With respect to medications during pregnancy, methotrexate and thalidomide are absolutely contraindicated during pregnancy because they are known to cause birth defects. You should be off these medications for at least 3-6 months before considering conception. The majority of other medications used in IBD are considered low risk and may be continued after a full discussion of the risks. 5-aminosalicylates are FDA category B, except olsalazine, category C, and can be continued during pregnancy and breastfeeding. Glucocorticosteroids and budesonide are category C and there is a very small chance of cleft palate if steroids are used in the first trimester. Steroids can also be used during breastfeeding. Azathioprine and 6mercaptopurine are category D, but data from the transplant and IBD literature suggest a low risk for birth defects. While breastfeeding was initially not recommended, new data suggest very little is transferred through breast milk and thus can be considered and discussed with your physicians. Infliximab (Remicade®) and Adalimumab (Humira®) are category B and appear to be low risk in pregnancy and compatible with breastfeeding. Infliximab, an IgG1 antibody, and likely Adalimumab, crosses the placenta after the first trimester and levels are detectable in the infant for up to 6 months from birth. Thus limiting use of these medications during the 3rd trimester may reduce the exposure to the newborn. If your disease is under good control, the timing of infusions and injections can altered to avoid administration close to delivery. This should be discussed with your physician. By crossing the placenta and being in the blood stream of the baby, these medications may affect the use of live vaccines (particularly rotavirus at 2 months of age) in the newborn although the standard vaccines given during the fist 6 months are attenuated (not live) and thus can be safely administered.

SUMMARY:

  • Women with IBD have the same chance of getting pregnant as women in the general population, unless they have had surgery particularly in the pelvis.

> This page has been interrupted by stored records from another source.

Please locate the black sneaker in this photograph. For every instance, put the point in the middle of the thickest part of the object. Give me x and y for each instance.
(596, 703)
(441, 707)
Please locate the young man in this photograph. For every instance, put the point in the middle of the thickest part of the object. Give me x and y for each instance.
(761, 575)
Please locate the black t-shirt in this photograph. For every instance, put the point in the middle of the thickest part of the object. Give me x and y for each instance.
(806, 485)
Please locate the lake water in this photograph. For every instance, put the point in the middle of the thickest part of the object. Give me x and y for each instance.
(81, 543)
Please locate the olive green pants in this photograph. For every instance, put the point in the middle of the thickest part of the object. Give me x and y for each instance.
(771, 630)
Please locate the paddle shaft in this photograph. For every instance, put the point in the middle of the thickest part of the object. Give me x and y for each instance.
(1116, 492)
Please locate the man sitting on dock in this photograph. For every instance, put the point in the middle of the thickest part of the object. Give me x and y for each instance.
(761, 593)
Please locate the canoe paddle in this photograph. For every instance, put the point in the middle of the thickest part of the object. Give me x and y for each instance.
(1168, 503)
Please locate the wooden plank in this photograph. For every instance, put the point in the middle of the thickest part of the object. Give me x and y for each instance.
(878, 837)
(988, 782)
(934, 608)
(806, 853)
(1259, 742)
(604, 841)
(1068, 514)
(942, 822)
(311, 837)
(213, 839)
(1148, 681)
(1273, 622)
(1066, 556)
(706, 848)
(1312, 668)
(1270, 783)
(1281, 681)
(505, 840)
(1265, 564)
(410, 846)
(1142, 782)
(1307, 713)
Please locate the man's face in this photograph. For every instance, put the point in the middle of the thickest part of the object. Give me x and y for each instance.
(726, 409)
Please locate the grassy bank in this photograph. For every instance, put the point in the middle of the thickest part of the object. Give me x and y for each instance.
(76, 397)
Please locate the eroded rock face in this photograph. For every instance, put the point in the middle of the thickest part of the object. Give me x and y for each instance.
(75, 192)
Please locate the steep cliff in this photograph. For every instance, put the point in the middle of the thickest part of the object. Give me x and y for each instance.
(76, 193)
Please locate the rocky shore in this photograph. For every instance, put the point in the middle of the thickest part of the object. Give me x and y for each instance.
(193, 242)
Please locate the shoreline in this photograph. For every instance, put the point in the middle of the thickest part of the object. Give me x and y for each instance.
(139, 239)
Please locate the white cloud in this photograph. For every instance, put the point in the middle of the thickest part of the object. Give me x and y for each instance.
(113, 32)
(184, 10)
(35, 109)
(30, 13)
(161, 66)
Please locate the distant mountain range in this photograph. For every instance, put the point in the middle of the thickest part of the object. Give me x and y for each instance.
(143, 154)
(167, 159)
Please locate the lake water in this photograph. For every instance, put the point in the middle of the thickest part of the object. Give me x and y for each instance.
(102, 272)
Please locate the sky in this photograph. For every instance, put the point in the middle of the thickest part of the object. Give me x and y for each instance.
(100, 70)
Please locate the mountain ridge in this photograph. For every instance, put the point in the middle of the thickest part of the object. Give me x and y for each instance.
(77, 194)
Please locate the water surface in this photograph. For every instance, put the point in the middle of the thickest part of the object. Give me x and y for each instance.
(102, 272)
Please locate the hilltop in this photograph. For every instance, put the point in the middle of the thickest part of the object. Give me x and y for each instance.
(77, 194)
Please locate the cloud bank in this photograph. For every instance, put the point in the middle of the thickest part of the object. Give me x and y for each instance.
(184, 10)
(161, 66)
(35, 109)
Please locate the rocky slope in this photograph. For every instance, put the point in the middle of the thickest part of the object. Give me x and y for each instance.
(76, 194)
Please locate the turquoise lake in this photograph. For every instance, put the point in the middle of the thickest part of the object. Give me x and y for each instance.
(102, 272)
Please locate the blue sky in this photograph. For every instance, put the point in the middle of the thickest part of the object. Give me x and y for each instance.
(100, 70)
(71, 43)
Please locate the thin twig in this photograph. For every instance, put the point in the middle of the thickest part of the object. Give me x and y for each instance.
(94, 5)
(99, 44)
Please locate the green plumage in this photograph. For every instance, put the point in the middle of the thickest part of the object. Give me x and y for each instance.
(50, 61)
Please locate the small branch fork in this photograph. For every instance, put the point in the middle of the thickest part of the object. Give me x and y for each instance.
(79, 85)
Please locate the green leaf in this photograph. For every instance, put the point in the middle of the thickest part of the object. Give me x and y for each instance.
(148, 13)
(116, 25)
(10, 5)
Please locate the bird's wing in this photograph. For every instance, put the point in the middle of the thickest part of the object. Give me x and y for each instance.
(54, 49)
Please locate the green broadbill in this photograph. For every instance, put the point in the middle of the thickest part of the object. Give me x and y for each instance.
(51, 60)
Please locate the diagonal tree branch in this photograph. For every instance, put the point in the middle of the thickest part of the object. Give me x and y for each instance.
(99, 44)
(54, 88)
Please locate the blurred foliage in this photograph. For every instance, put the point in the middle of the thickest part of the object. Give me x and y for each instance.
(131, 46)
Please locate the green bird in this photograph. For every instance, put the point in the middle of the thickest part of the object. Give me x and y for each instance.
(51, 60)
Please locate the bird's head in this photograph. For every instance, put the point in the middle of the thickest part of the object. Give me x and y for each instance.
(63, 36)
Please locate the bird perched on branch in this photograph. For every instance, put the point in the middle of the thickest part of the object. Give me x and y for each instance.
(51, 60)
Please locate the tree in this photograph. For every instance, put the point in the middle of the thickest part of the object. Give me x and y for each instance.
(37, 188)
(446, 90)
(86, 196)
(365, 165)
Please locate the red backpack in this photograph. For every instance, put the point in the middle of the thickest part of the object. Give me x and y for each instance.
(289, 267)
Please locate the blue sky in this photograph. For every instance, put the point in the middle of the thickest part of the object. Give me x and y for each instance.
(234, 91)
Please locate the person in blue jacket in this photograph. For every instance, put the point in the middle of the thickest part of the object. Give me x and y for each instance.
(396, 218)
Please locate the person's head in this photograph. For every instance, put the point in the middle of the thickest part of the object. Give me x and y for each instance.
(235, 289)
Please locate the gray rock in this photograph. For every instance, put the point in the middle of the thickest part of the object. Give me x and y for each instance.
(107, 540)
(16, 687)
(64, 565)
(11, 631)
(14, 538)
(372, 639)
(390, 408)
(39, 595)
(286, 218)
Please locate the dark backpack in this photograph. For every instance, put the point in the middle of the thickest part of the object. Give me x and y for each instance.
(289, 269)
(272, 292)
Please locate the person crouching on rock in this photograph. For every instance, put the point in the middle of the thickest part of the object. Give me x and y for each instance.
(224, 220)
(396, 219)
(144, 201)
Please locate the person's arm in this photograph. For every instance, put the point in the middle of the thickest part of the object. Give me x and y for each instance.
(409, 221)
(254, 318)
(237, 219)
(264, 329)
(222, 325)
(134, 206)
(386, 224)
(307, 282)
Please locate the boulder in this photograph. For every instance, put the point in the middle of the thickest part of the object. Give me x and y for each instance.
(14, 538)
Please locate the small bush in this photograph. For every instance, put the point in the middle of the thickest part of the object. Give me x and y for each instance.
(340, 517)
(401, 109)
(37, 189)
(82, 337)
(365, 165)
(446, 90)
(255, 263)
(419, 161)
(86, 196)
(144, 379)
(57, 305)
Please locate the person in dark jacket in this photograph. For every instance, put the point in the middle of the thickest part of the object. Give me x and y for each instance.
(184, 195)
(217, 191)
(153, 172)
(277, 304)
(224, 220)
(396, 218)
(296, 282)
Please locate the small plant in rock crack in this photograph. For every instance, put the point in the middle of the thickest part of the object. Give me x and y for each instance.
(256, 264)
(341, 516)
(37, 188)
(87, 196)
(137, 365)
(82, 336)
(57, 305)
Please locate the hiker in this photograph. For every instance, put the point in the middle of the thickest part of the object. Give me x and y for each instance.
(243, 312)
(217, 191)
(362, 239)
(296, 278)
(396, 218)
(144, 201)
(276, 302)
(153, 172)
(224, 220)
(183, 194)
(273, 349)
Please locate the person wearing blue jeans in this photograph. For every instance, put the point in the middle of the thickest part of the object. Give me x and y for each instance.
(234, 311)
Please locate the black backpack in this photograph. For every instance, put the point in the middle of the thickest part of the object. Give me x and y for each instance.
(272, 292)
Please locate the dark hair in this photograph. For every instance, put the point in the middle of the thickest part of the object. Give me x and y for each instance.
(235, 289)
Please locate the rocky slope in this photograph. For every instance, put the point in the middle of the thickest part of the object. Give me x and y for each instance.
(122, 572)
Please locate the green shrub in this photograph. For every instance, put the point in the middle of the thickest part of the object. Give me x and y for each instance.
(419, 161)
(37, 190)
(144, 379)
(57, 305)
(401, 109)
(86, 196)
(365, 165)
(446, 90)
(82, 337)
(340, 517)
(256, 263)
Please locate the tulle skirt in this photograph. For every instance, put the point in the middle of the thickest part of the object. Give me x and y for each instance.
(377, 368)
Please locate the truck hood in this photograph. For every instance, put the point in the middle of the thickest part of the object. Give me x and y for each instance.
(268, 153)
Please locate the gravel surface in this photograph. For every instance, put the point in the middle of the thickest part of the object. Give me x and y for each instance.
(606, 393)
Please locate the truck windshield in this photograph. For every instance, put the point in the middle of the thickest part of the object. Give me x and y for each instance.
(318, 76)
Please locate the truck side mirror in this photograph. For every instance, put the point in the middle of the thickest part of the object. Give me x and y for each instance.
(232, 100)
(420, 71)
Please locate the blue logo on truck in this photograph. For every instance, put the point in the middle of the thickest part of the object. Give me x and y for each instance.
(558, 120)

  • Women should attempt conception ideally once their disease is under good control.
  • Once pregnant, given the potential increased risk of complications such as preterm delivery, women with IBD should be followed as high risk OB patients with a multidisciplinary team consisting of the gastroenterologist, obstetrician and pediatrician.
  • Most medications can be continued during pregnancy and breastfeeding but prior to doing so a complete discussion of risks and benefits should be had with the gastroenterologist and obstetrician.